We have a bunch of threads that take a block of data, compress this data and then eventually concatenate them into one large byte array. If anyone can expand on this idea or recommend another method, that'd be awesome. I've currently got two methods that I'm trying out, but neither are working the way they should:


The first: I have each thread's run() function take the input data and just use GZIPOutputStream to compress it and write it to the buffer.

The problem with this approach here is that, because each thread has one block of data which is part of a longer complete data when I call GZIPOutputStream, it treats that little block as a complete piece of data to zip. That means it sticks on the header and trailer (I also use a custom dictionary so I've got no idea how many bits the header is now nor how to find out).

I think you could manually cut off the header and trailer and you would just be left with compressed data (and leave the header of the first block and the trailer of the last block). The other thing I'm not sure about with this method is whether I can even do that. If I leave the header on the first block of data, will it still decompress correctly. Doesn't that header contain information for ONLY the first block of the data and not the other concatenated blocks?


The second method is to use the Deflater class. In that case, I can simply set the input, set the dictionary, and then call deflate().

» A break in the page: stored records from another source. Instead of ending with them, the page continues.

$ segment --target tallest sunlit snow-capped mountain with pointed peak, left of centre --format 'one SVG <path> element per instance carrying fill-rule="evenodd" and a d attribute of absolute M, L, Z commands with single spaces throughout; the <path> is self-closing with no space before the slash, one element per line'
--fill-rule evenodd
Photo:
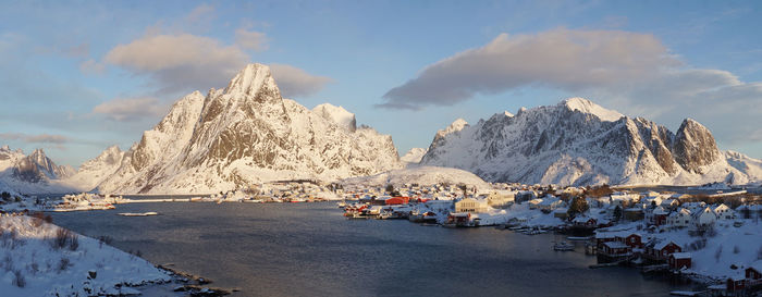
<path fill-rule="evenodd" d="M 123 157 L 101 193 L 217 193 L 267 181 L 336 180 L 402 168 L 392 137 L 341 107 L 284 99 L 261 64 L 196 91 Z"/>

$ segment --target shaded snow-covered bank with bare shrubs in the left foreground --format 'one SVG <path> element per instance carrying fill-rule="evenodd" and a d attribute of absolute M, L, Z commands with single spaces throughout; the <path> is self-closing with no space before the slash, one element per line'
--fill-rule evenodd
<path fill-rule="evenodd" d="M 2 296 L 135 294 L 130 286 L 172 280 L 139 257 L 37 218 L 3 214 L 0 231 Z"/>

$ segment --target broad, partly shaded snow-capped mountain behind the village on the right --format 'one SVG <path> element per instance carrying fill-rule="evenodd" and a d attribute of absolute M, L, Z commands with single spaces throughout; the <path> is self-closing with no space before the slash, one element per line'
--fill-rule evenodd
<path fill-rule="evenodd" d="M 501 112 L 475 125 L 458 119 L 434 135 L 420 164 L 527 184 L 745 184 L 762 178 L 753 159 L 738 159 L 743 161 L 728 161 L 709 129 L 693 120 L 672 133 L 570 98 L 523 108 L 516 115 Z"/>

The problem is, that's not gzip format. That's just "raw" compressed data. I have no idea how to make it so that gzip can recognize the final output.

1

There are 1 answers

0
user207421 On

You need a method that writes to a single GZIPOutputStream that is called by the other threads, with suitable co-ordination between them so the data doesn't get mixed up. Or else have the threads write to temporary files, and assemble and zip it all in a second phase.